Et puis il y a eu l’affaire J.D. Vance, vice-président des États-Unis, qui avait rencontré le pape François quelques heures seulement avant sa mort. Il n’en fallait pas plus pour déclencher le mème le plus absurde et viral de la semaine : “J.D. Vance a tué le pape”. Une théorie aussi grotesque qu’irrésistible selon la logique d’Internet, qui en a fait un festival d’humour noir : des mèmes le représentant comme l’Antéchrist aux blagues sur le fait que chaque visite de sa part provoque une catastrophe. Le numérique, dans ce cas, n’a pas seulement enregistré la nouvelle : il l’a manipulée, réinterprétée, rendue virale et enfin transformée en divertissement. La mort d’un pape, en 2025, n’est (plus seulement) un événement religieux ou politique, mais un cycle narratif complet, accéléré, participatif et surtout pleinement postmoderne. C’est la première fois qu’un tel phénomène se produit : Benoît XVI est mort après son abdication, Jean-Paul II trop tôt. Entre-temps, les réseaux sociaux ont développé des flux de narrations folkloriques et néo-mythologiques, les fanatiques chrétiens (catholiques ou non) sont apparus en ligne dans toute leur inquiétante frénésie, et même le gouvernement Trump a mis en place un “Bureau de la Foi” confié à la télévangéliste Paula White, engagé dans les manifestations les plus absurdes d’idolâtrie et de collusion entre pouvoir politique et religieux vues depuis les accords du Latran. Quoi qu’il en soit, aussi utile que soit la religion comme “instrumentum regni”, Trump a passé son dimanche de Pâques à jouer au golf et non à l’église – ce qui n’a d’ailleurs aucune importance pour ses fidèles.

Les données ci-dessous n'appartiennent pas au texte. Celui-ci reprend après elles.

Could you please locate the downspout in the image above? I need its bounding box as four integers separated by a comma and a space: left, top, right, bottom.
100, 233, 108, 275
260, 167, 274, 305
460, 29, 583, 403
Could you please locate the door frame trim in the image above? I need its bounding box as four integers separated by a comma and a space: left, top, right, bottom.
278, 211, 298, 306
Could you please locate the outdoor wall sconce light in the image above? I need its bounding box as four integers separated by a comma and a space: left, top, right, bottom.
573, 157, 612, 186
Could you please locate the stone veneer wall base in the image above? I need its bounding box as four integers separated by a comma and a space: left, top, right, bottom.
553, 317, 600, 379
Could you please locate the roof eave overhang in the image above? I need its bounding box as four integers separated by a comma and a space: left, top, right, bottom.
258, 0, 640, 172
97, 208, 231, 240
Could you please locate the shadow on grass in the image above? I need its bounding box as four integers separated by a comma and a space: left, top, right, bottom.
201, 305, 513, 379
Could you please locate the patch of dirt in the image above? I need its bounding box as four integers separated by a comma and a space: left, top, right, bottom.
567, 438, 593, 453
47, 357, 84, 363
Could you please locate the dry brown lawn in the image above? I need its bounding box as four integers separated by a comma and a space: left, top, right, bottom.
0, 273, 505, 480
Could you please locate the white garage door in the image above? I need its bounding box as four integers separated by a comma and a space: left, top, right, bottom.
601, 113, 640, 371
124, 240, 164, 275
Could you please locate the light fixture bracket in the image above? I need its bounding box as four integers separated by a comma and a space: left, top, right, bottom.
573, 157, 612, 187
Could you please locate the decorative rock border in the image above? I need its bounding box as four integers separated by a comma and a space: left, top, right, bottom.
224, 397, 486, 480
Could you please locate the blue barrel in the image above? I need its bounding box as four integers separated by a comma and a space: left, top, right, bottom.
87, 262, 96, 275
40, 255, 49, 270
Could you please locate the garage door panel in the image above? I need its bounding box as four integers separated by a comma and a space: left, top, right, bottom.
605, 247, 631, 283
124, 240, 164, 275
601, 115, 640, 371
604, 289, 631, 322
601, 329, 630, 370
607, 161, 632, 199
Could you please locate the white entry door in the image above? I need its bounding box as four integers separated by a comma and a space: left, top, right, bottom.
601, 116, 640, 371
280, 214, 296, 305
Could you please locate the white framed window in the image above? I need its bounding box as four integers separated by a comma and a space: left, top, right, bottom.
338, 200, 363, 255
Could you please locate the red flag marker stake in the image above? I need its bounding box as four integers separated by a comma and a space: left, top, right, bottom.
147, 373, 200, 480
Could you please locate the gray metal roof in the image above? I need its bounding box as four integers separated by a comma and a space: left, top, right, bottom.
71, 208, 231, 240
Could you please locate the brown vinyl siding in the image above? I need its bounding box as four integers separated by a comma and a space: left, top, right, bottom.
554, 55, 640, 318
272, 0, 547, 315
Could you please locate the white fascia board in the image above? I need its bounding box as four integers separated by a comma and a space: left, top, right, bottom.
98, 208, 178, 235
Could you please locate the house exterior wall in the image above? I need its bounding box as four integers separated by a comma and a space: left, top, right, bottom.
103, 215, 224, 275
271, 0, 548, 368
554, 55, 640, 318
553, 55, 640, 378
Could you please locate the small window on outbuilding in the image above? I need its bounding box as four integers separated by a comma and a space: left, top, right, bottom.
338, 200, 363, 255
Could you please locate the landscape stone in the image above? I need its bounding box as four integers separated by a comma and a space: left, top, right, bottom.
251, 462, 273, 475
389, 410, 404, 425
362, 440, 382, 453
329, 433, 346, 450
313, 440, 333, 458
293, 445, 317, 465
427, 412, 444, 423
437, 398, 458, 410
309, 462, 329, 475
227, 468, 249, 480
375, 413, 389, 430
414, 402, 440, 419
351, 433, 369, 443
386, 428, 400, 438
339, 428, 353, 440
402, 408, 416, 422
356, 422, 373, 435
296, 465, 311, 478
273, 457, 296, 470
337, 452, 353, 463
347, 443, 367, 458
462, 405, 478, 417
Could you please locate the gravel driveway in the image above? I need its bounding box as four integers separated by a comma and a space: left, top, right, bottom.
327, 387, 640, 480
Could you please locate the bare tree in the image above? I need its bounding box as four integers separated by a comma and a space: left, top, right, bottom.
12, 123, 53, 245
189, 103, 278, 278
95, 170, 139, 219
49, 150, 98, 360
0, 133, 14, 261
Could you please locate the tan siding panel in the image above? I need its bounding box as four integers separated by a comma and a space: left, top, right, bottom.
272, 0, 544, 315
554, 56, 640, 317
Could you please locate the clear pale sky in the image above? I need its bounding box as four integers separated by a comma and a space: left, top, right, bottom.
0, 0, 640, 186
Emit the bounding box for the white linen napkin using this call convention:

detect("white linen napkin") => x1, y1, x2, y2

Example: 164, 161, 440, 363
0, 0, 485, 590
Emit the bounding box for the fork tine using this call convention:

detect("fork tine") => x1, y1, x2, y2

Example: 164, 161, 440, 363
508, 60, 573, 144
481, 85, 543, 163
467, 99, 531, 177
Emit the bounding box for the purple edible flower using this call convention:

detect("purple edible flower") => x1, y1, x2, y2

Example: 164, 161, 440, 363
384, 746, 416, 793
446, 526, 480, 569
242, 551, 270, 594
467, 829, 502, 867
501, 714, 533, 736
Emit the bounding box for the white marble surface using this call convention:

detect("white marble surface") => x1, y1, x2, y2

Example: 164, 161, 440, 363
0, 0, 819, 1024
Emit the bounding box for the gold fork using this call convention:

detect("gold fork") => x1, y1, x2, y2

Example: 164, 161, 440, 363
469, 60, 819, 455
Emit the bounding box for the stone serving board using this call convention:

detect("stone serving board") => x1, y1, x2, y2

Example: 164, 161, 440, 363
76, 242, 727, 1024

Des hommages officiels aux shitposts, des commentaires théologiques aux réactions en direct, chaque phase de la mort du pape a été documentée, commentée et remixée. Ce que Conclave présentait comme une fiction devient maintenant une réalité amplifiée : un rituel ancien, chargé de solennité et de mystère, observé et déformé par le miroir de notre époque – où même le moment le plus sacré peut devenir viral, et chaque prière ressembler à un post, chaque coïncidence à un énième mème à repartager. Nous nous interrogeons pourtant moins sur qui sera le nouveau pape, probablement nommé d’ici mai, sujet sur lequel les bots de X ont déjà commencé à répandre de la désinformation, alors que l’on s’attend à des bras de fer entre ailes progressistes et ultra-conservatrices de l’Église.